The new federal regulations make it clear that several types of payments may be excluded from the regular rate calculation, including the cost of providing parking benefits, wellness programs, employee discounts, certain tuition benefits, payments for unused paid leave, reimbursed expenses and the cost of office coffee and snacks to employees as gifts. The new regulations also provide some additional guidance on which bonuses may qualify as “discretionary.” 
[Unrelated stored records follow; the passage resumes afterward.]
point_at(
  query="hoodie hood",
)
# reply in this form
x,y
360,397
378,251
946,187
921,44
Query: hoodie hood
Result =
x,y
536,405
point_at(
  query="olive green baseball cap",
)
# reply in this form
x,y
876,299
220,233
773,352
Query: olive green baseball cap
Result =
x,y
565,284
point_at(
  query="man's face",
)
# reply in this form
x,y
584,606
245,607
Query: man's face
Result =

At this point, it is unclear whether the updated regulations are “consistent with California law.”  Unfortunately, this ambiguity often gives rise to litigation. Thus, employers should consult with legal counsel as to whether any changes to their regular rate calculations are warranted. 

New Federal Salary Test

This change has minimal impact in California as California law establishes a higher threshold. To qualify as an exempt employee, an individual must meet a duties test and a salary basis test. Currently, under federal law, the minimum salary required to qualify as exempt is $455 per week or $23,660 per year. As of Jan. 1, 2020, that increases to $684 per week or $35,568 per year. However, the minimum salary requirement under California law for employers with more than 25 employees will increase to $1,040 per week or $54,080 per year, so that is the threshold for California employers.

The new federal regulation also raises the total annual compensation requirement for “highly compensated employees” from the currently enforced level of $100,000 per year to $107,432 per year and allows employers to use nondiscretionary bonuses and incentive payments (including commissions) paid at least annually to satisfy up to 10% of the standard salary level. The latter two provisions are not encompassed in the California salary test and, thus, may not be used by California employers.